Equally, despite the government’s claims to the contrary, further detail and assurances are needed to ensure that security cooperation between the EU and the UK will not be hindered following Brexit. It is critical that these issues are prioritised, both to enable progress in the negotiations and to ensure the security of all our citizens.”

His group colleague Linda McAvan, Chair of Parliament’s development committee, told this website, “Theresa May needs to start behaving like a prime minister and show leadership by putting some serious proposals on the table, and fast. 

“We’ve had enough platitudes about ‘Brexit means Brexit’ and a ‘deep and special’ relationship. We have to set out clearly our position, whether on the transitional period or on our financial commitments to the EU. For once she needs to put country before party in her Florence speech, tell Boris Johnson to put up or shut up and tell her party some home truths.”

Fellow S&D group member Jo Leinen added, “For the Brexit negotiations to succeed, the one thing we need from Prime Minister May is clarity, just the way the EU position has been clear from the outset of the negotiations. 

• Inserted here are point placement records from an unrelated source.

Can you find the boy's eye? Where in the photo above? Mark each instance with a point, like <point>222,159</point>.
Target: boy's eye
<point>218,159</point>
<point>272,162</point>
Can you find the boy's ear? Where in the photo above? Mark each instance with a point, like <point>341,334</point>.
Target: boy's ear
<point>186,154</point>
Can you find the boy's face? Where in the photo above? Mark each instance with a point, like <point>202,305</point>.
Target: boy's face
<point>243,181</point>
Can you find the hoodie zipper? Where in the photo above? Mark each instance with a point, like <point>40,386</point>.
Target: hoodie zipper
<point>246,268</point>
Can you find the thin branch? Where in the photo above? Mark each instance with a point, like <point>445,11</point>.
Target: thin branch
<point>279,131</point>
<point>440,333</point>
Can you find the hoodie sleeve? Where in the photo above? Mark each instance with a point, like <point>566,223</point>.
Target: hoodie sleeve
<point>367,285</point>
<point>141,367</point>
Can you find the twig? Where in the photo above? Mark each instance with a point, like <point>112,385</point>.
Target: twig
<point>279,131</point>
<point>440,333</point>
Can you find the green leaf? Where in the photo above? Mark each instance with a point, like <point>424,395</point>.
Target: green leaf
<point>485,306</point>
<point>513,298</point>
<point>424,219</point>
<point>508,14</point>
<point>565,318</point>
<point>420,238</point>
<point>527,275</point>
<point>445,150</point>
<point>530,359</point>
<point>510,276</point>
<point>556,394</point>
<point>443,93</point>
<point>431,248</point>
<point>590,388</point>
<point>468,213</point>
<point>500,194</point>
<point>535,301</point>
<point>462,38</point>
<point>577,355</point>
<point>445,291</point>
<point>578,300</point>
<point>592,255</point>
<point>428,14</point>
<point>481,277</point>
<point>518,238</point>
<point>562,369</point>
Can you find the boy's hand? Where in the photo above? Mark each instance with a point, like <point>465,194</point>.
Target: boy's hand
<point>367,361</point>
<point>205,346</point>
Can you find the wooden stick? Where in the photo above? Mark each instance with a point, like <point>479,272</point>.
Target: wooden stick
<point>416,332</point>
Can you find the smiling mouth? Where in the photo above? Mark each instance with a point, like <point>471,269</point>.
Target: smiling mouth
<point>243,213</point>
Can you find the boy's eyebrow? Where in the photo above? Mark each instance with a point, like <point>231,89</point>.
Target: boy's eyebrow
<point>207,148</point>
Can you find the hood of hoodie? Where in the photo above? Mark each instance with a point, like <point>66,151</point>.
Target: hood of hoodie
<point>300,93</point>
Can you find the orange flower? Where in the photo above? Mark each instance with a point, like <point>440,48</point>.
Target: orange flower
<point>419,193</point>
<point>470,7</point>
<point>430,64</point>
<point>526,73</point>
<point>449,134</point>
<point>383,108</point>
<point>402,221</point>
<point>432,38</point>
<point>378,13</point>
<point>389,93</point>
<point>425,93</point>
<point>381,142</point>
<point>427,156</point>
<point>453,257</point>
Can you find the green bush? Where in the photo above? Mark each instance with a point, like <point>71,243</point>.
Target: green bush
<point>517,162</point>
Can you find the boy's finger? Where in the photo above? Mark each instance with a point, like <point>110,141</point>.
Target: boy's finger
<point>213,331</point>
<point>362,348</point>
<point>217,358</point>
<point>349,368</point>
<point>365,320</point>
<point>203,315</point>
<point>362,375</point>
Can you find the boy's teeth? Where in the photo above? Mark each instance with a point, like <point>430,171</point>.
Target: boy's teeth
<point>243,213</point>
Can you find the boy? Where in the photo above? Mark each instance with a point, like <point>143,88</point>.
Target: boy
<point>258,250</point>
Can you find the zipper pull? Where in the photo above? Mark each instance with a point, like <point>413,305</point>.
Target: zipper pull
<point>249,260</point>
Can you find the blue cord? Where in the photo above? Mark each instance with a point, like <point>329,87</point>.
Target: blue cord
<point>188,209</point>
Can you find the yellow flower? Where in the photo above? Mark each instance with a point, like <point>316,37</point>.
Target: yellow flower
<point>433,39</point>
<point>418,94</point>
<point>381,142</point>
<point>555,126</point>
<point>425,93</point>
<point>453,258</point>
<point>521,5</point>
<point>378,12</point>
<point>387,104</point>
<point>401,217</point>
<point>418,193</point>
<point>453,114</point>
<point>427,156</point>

“Theresa May must start showing leadership instead of pleasing the hard Brexiteers in the Tory party and within the UK government, which keep operating with wrong assumptions and even outright lies. The public debate in the UK must be freed from the many illusions that had been spread during the referendum campaign and many decades before, and instead focus on a realistic post-Brexit vision.”

Syed Kamall, co-Chair of Parliament’s ECR group, said, “The Prime Minister has been very clear as to what she wants and what the UK position is, with the UK government further detailing its position in a number of papers released over the last few weeks, and I’m sure the Prime Minister will give further clarity in her speech in Florence.

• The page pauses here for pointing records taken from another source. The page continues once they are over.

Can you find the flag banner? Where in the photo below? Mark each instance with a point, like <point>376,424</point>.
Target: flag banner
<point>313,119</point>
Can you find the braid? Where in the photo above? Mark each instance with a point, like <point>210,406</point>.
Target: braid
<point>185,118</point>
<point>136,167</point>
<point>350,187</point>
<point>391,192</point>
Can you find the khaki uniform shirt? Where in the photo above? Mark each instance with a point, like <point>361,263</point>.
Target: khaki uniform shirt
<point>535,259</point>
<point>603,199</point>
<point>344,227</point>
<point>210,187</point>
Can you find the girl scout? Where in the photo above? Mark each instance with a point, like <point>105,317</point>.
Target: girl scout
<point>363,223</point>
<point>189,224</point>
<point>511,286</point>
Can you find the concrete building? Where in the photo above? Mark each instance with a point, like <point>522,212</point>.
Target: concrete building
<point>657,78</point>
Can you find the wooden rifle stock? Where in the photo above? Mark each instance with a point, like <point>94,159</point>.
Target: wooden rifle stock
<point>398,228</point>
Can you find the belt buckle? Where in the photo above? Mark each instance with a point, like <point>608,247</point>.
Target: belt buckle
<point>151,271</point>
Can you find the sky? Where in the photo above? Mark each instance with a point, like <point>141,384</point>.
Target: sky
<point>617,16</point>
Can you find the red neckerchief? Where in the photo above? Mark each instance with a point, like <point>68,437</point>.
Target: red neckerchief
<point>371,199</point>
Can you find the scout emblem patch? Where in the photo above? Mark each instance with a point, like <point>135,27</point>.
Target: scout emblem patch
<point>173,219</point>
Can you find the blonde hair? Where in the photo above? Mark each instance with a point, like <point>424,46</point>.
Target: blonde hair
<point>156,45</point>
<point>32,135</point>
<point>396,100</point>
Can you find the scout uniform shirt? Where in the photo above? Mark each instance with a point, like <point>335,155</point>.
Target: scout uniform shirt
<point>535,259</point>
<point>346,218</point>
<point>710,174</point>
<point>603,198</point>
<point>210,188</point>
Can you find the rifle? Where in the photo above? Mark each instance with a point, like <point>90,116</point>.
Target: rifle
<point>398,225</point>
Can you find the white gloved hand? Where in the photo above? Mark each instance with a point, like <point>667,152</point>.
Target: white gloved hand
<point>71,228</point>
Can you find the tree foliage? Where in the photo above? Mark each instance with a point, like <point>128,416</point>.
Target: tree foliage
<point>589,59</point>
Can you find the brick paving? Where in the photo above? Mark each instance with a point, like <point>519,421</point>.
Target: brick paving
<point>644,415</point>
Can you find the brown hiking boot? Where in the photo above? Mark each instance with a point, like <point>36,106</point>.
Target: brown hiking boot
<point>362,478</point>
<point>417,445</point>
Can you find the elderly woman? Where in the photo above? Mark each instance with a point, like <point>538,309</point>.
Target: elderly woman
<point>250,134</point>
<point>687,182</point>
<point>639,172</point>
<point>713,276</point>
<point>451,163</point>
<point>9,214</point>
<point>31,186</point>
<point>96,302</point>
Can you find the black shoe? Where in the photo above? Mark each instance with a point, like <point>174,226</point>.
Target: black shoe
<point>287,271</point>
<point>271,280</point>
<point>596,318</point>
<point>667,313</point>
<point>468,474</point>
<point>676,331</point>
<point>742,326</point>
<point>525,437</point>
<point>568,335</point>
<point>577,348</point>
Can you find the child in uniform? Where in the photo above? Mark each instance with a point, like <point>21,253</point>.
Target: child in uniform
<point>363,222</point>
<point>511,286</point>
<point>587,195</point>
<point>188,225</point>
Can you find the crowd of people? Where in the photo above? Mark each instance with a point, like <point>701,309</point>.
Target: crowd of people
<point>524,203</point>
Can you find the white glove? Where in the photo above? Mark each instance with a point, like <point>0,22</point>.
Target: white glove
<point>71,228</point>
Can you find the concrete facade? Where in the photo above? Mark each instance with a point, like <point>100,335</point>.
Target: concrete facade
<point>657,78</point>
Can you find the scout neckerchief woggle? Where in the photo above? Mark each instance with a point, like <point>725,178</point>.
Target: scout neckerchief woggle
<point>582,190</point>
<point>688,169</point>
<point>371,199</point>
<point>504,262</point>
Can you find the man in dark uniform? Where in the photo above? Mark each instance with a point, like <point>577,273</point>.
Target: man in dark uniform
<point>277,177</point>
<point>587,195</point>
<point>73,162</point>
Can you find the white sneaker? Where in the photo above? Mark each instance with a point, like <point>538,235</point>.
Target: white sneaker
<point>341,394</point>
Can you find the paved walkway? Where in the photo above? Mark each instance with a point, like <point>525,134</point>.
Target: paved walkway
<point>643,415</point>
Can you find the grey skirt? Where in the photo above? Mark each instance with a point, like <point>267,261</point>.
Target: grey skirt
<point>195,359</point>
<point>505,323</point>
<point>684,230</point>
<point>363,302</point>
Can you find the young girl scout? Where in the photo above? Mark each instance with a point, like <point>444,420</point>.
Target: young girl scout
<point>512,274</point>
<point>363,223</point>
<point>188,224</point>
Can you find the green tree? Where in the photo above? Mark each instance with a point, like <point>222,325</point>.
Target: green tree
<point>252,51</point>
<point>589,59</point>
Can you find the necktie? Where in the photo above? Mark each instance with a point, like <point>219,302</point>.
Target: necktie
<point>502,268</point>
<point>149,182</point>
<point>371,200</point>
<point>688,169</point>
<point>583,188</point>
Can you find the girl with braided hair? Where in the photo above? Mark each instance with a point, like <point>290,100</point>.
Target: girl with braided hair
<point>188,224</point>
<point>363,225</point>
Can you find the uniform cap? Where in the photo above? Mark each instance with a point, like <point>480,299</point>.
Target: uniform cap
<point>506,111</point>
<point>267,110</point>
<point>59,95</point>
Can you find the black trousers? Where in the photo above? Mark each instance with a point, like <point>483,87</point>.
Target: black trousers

“This is how negotiations work, both sides staking positions, taking the time to consider the other’s positions, waiting for the other to back down, or concede. I think we need to wait and see what progress is made at the next Council meeting.

“However, it’s interesting that the EU has already started making demands on the future UK-EU trade issues, while insisting these issues should be discussed later. I do believe that if the EU and

Michel Barnier allowed for parallel talks on more than one issue at a time, then this would help speed negotiations along, but I understand why EU negotiators are focusing on extracting as much money as possible from the UK to fill a future hole in the EU’s budget.

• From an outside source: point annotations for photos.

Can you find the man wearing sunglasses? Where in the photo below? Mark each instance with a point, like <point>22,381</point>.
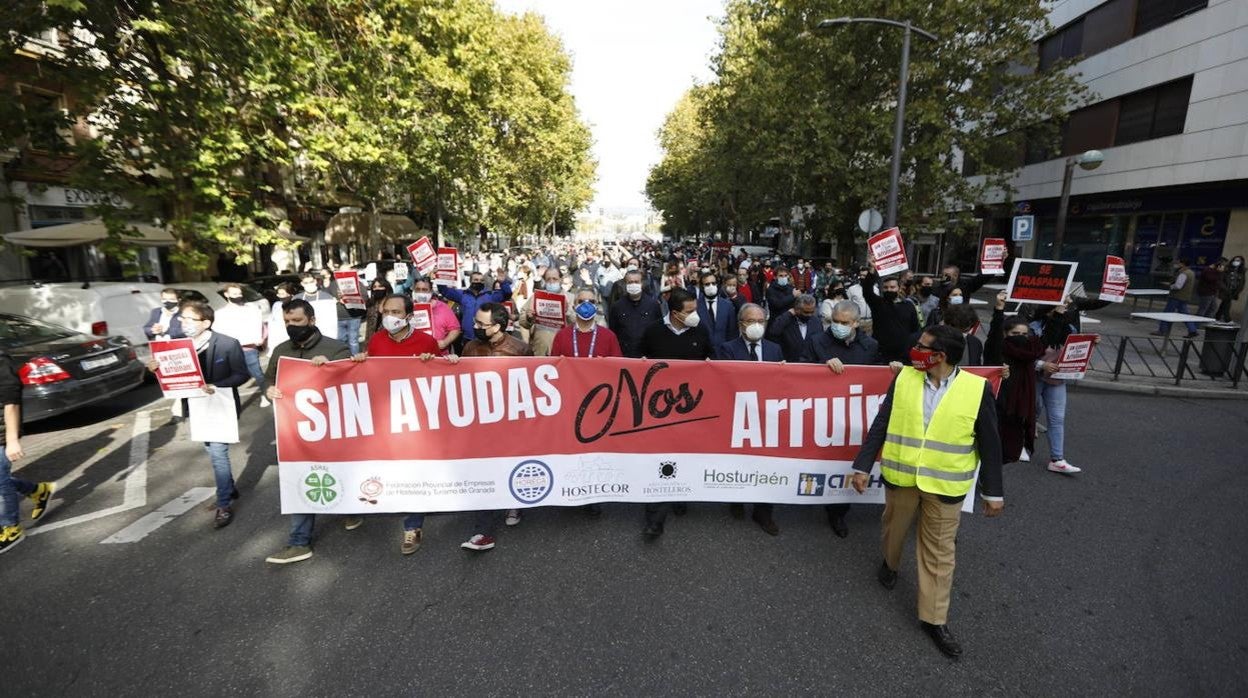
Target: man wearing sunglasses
<point>936,426</point>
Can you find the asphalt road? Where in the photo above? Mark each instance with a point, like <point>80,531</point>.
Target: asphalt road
<point>1125,580</point>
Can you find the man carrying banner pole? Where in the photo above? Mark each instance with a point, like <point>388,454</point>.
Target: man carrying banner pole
<point>936,426</point>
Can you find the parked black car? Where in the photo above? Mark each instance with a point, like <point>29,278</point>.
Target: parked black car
<point>63,370</point>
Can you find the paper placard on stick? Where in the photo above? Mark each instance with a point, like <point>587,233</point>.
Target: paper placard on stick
<point>1072,365</point>
<point>422,317</point>
<point>423,255</point>
<point>1115,281</point>
<point>448,266</point>
<point>992,256</point>
<point>887,252</point>
<point>549,310</point>
<point>1046,282</point>
<point>177,371</point>
<point>348,287</point>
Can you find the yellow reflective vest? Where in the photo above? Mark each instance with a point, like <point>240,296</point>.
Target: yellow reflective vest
<point>940,458</point>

“When looking at the negotiations, you will not see either UK or EU negotiators emerging from any of the individual rounds claiming victory. These negotiations will probably go the full distance and end up with both sides getting a deal that commentators will argue over for years to come.”

ECR group deputy Dan Dalton commented, “Both the UK and the remaining EU member states need each other. As the Prime Minister will show in her speech in Florence, the UK is leaving the political project of the European Union, not Europe. The two can sometimes be confused.

“A deep and special partnership, as existed between the UK and many European countries long before the EU ever came into being, is in all our mutual interests.”

Scottish Nationalist Alyn Smith remarked, “I hope Mrs May will make a real attempt to clear the air and make progress, it will after all be her first. The case for Brexit is falling apart more and more on a daily basis, with now even her own government crumbling under her with her own ministers fighting like ferrets in a sack.”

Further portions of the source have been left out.